The main section sees you playing Donovan, a self-proclaimed ‘information broker’ who has the ability to manipulate his customers’ moods by mixing drinks to match their feelings. This is a fun little mini game that develops over time, adding more drinks and mixing methods, and carefully pouring out just the right shot is very tactile and satisfying. But the really great bit about this section is the branching conversations.

After mixing a drink, you can ask the customer questions, but you have to make sure you pursue the ones that are most likely to get a response given the patron’s mood. So, for example, if you stimulate their regret, they may be more likely to open up about a morally unsound secret project they’ve been working on and feel uncomfortable about. But if you ask the same question after triggering euphoria, for example, they’ll probably refuse to talk about work and the opportunity to ask that question is lost for good.

I should mention that the pixel-art graphics are GORGEOUS.

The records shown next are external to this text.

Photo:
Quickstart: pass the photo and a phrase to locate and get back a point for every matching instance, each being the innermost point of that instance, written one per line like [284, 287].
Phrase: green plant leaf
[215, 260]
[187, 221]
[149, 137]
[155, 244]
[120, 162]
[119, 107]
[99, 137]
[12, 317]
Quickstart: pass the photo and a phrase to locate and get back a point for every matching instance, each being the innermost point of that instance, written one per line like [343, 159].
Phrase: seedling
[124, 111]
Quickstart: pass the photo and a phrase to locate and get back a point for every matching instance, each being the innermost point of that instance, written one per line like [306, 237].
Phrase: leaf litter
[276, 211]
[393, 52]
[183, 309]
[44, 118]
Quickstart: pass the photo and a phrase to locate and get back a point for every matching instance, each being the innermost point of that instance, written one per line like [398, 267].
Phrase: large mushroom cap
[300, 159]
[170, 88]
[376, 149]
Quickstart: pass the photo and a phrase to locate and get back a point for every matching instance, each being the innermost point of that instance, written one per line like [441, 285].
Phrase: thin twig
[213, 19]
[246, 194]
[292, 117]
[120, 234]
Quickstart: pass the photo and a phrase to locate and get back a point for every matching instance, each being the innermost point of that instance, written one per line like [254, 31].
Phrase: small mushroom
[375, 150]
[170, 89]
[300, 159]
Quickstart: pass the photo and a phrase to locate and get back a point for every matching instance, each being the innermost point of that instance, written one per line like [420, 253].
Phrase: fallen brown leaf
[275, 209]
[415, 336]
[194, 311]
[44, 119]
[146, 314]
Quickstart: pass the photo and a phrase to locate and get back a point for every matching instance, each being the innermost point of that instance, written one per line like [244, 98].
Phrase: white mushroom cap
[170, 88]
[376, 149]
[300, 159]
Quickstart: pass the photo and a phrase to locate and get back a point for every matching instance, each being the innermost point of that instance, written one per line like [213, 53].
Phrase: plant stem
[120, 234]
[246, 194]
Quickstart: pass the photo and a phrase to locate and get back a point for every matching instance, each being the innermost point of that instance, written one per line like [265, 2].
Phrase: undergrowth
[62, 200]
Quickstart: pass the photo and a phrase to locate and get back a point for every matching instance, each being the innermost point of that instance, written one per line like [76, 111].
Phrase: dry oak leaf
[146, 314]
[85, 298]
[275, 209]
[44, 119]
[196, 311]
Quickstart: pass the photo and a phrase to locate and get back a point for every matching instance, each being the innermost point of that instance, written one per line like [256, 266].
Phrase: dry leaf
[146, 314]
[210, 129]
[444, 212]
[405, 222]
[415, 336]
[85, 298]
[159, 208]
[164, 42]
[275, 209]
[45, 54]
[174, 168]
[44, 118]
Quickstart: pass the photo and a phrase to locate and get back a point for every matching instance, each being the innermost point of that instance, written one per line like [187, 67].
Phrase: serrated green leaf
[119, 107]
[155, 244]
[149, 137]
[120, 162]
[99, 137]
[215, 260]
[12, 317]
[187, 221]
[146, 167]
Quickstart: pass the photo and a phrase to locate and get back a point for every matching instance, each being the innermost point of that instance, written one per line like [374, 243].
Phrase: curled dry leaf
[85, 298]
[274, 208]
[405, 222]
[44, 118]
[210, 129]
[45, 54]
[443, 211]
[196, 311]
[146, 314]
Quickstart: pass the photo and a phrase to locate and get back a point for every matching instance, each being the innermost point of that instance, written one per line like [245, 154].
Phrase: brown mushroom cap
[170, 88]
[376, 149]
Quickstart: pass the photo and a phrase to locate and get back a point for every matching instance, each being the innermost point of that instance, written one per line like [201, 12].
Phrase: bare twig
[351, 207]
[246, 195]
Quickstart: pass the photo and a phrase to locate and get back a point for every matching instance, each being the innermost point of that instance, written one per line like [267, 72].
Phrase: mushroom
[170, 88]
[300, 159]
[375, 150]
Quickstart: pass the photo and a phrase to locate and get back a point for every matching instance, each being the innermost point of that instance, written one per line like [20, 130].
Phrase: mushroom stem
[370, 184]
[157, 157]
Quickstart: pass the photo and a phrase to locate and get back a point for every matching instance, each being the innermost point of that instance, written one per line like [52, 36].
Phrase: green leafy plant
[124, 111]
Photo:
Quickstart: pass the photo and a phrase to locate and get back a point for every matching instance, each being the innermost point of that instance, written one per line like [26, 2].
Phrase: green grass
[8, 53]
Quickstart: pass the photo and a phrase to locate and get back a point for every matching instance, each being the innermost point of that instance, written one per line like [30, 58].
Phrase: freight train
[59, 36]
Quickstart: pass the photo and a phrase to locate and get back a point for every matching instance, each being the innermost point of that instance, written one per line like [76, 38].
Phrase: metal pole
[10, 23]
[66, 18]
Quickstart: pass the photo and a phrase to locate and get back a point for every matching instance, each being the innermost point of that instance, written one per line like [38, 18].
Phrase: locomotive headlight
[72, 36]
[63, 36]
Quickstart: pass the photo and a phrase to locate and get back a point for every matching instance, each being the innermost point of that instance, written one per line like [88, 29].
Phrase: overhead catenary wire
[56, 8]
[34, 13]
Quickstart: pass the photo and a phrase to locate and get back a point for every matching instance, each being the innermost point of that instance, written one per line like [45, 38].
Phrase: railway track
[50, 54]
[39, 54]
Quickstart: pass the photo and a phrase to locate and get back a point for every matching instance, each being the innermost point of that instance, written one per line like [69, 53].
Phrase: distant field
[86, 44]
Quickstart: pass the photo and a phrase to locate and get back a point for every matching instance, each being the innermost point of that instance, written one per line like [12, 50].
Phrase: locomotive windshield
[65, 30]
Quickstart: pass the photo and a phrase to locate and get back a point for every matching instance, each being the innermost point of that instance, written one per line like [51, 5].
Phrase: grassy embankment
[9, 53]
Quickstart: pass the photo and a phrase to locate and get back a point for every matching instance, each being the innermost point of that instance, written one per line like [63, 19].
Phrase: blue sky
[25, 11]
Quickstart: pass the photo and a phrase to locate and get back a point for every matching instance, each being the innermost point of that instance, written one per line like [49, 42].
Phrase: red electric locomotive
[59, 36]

There are multiple customers all with very different personalities, and I found it fascinating to slowly piece together the plot details by prodding and poking around in their memories. There are multiple ways to get at most information, but it’s easy to miss things on one playthrough – I’m very tempted to go back again to get more of the big picture. And the plot itself is excellent, heading in directions that I didn’t expect and frequently causing me to emit a mental gasp.

I was also impressed by how things like same-sex relationships and trans people were treated with a simple matter-of-factness rather than being displayed as some grand gesture to inclusiveness. They just are. And that left me to invest in Brandeis and Donovan’s evolving relationship, which I honestly found very moving. As I said above, it’s a clever game, and wonderfully written with wit and passion. And the fact that your decisions matter and will ultimately come back to haunt you towards the end of the game is brilliantly implemented.

This bit is great. I won’t tell you what happens though. Go play it.

The final section of the game involves some corporate espionage with Brandeis… but I won’t spoil it for you here, it’s best you find out for yourself. And DO find out if you have a spare few hours – The Red Strings Club is too good to miss. In fact, my only real criticism – apart from the pottery – is that it feels a little short. By the end, I was left wanting to find out more about these characters and explore their world. And that’s probably the best recommendation I can give.

The Red Strings Club was developed by Decontructeam and published by Devolver Digital, and is available for PC, Mac, Linux and Switch.

Disclosure statement: Review code for The Red Strings Club was provided by Indigo Pearl. A Most Agreeable Pastime operates as an independent site, and all opinions expressed are those of the author.